1960 12 Hours of Sebring – Race Profile Page Nine
At the half-way point in the race Moss and Gurney were still leading and averaging 3 mph faster per lap than the second place Daigh/Ginther Ferrari. Hans Herrmann and Oliver Gendebien were now in third with their Porsche RS60 and the Nethercutt/Lovely Ferrari was in fourth spot a full nine laps behind the leader.
The Crawford/Hansgen Maserati was now free of its sand trap and on the way back to the pits but at a much reduced pace. Hitting that sand bank damaged the front wheels and it would take the Camoradi mechanics 45 minutes to get the car going again. In this effort Briggs Cunningham was enlisted to vacuum sand from the damaged car.
After completing 123 laps the Daigh/Ginther Ferrari was retired at 5:23 pm. The car had been smoking badly for some time and when Daigh brought it into the pits for the last time the left side of the car was covered in oil and so was Daigh. It was a sad end to one of the better performances of the day.
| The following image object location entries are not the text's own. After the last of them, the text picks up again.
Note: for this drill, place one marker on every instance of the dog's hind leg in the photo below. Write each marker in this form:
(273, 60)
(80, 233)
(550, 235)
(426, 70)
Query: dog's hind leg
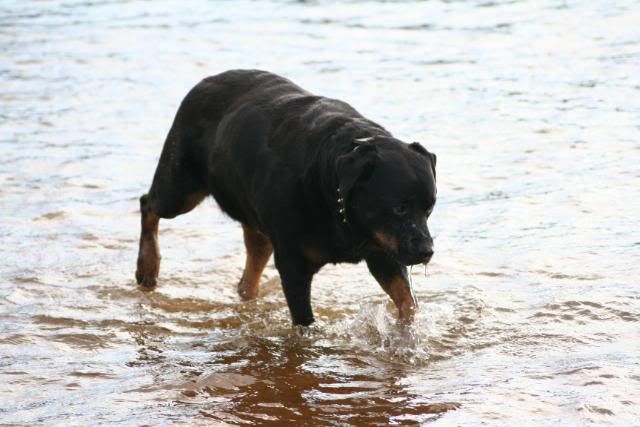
(259, 250)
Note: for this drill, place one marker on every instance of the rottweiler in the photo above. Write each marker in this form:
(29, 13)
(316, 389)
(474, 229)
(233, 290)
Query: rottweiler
(309, 178)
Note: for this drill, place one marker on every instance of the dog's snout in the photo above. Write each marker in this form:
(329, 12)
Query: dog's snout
(423, 247)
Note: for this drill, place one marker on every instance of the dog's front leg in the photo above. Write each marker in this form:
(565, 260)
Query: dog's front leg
(392, 276)
(296, 275)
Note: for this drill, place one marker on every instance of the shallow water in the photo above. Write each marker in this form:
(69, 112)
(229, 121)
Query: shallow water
(530, 310)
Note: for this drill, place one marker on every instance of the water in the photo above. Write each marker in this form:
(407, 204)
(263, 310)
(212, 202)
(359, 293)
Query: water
(530, 311)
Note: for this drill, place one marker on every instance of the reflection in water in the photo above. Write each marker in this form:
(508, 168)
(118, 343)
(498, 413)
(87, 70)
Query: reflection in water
(529, 310)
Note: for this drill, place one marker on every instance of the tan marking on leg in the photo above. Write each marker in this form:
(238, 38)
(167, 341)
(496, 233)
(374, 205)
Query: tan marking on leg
(259, 250)
(386, 241)
(399, 289)
(149, 251)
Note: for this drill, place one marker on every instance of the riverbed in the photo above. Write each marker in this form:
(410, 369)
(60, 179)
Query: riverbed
(529, 311)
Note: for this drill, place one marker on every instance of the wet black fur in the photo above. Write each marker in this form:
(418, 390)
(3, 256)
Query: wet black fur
(274, 155)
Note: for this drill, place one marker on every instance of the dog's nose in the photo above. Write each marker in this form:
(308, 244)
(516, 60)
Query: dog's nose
(423, 248)
(426, 254)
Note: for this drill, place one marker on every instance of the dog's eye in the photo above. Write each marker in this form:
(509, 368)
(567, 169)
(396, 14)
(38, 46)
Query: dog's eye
(401, 209)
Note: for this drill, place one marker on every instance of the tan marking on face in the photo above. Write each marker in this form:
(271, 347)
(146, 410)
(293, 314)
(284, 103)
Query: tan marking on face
(386, 241)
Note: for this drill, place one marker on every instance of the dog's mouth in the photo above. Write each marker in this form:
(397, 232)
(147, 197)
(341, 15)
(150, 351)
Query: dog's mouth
(415, 259)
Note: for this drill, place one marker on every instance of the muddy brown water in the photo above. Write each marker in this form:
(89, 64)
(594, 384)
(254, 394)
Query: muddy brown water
(530, 310)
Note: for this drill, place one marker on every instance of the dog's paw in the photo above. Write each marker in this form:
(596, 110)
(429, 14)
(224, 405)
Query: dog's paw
(247, 291)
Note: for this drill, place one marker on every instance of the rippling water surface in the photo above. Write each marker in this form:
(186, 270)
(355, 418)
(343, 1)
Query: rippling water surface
(530, 310)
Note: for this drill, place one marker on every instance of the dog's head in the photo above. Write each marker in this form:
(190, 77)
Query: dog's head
(389, 190)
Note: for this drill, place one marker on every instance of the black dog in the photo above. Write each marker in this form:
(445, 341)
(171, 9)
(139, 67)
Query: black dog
(309, 178)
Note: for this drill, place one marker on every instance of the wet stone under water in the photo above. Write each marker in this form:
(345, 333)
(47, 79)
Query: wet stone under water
(529, 311)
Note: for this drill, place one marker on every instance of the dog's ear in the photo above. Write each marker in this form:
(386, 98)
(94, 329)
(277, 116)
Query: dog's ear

Just minutes later Dan Gurney was in the pits for a scheduled pit stop and driver change for the leader. After talking briefly to Moss he went over to talk to some journalists. They asked why the pit stop was taking so long. Gurney indicated that the mechanics were missing a special tool that made changing the brake pads easier and quicker. Gurney also said, …” that there was a noise coming from the rear end.” He added, “I’d be surprised if he (Moss) would make a lap.”
Despite the long pit stop the car returned to the track still in the lead and being piloted by Moss. Not long after the car could be seen coming down the east-west runway rather slowly and then entering pit road. After 136 laps the car was retired at 6:05 pm with rear end trouble. The Porsche of Hans Herrmann and Oliver Gendebien would soon take the lead.
As he exited the car for the last time Moss grabbed the huge pad of foam rubber that allowed the diminutive Moss to see adequately in the low slung Maserati. After entering his pit he was surrounded by reporters. While Gurney was in the car when the trouble struck Moss was quick to deflect any criticism of Gurney’s driving. He told the reporters that it was not Gurney’s fault. “It’s just my bug,” he said ruefully, referring to the bad luck that often dogged him at Sebring.
Just a few feet from Moss and the reporters the flag was being displayed to all cars to turn on their lights as the sun began to set. Sunsets at Sebring can be quit spectacular in March as the sun back lights the cars coming down the front straight with their lights on. However, night time can be particularly scary because large portions of the track are without any illumination and in pitch black darkness. On several occasions, in other 12-hour races, cars were reported to have gotten lost on the huge expanse of concrete runways and taxiways. Some drivers who were new to Sebring were told prior to the start that at night you should try to follow a driver you know who has raced at Sebring before. With darkness the pace slowed to a lap average of 85.899 mph.
It was not only dark on the remote parts of the course but in the pit area the lighting was so minimal that pit crews had difficulty signaling their drivers with signal boards. It took two to three people to do so with one holding the signal board and one or two with flashlights to illuminate the board. One enterprising crew had built a neon lighted sign with which they were able to message their driver. Many of the other crews looked on with envy.
With 3-1/2 hours left in the race the Herrmann/Gendebien Porsche was firmly in the lead with the Holbert/Schechter/Fowler Brumos Porsche in second. There was a scary moment at this time for the Brumos crew as Holbert brought the car in with a bad leak in the cam covered gaskets. A 19-minute pit stop fixed that problem and they were back in the race. Moving up to third was the private entry Maserati of David Causey and Luke W. Stear. The NART Ferrari Dino of the Rodriguez brothers was forced to retire due to clutch troubles while younger brother Ricardo was at the wheel. For over eight hours they had driven a tremendous race in their 2-liter Ferrari.